Tourists often use a disproportionate amount of water. In Granada, for example, the average tourist uses seven times more freshwater than a local person, a ratio that is common in many tourist areas in developing countries. In the Philippines, the quantity of water used for tourism is so high that rice paddy cultivation is threatened by reduced water availability.

There is a range of technical and management approaches for mitigating the negative impacts of tourism on water quality and quantity. These include measures for water conservation, engineered and natural wastewater treatment systems, and options for water reuse. Some of these solutions can be directly implemented by tourism managers, whereas others require broader political support, such as the development of a water management and wastewater treatment plan.

Sources: Mastny 2002, UNEP 2003c, UNWWAP 2003, WTO 2003

 

Box 13: Integrated assessment for IWRM

To achieve sustainable freshwater supplies IWRM requires a comprehensive assessment of the readily-available freshwater resources, as well as the natural and anthropogenic factors affecting their supply and demand.

The scientific and engineering elements of such an assessment are themselves demanding and include the quantity, quality and location of the freshwater resources in a drainage basin (or aquifer), as well as the basin’s geology, physiography, soil types, flora and fauna, types and sources of pollution, population centres, range of land uses, locations of water withdrawals and return flows, and so on. The environmental linkages between these various components must also be identified and factored into the sustainable management equation.
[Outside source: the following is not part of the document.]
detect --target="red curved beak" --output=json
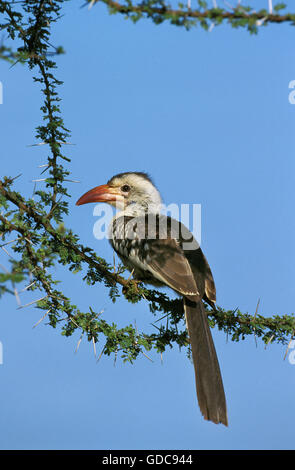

Even more important are the relevant socioeconomic elements that need to be assessed. These include the institutions responsible for water allocation, use and protection in the drainage basin; the existing legal framework(s) and effectiveness of existing water governance mechanisms, the prevailing social and cultural customs, the basin demography, the health and educational characteristics of the basin’s inhabitants, the economic characteristics of the basin and its inhabitants, the enforcement of existing regulations and standards and the prevailing political realities, among others.

These socio-economic and institutional elements are critical because they define how people use their freshwater resources, and whether or not they do so in a sustainable manner.

Sources: Laszlo and others 1988, Rast 2003

Many governments, international agencies and organizations, and donors currently use IWRM as a guiding principle to achieve sustainable freshwater resources. The World Water Council and the Global Water Partnership (2000) actively promote the implementation of this concept. Nevertheless, successful implementation of IWRM remains elusive and there are few concrete examples of it in action. Practical guidance on appropriate methods and techniques for better identifying, analysing and integrating the various scientific, technical and socio-economic elements to be considered in a given case is still urgently needed (Box 13), and remains a significant constraint to the effective implementation of relevant freshwater programmes and activities.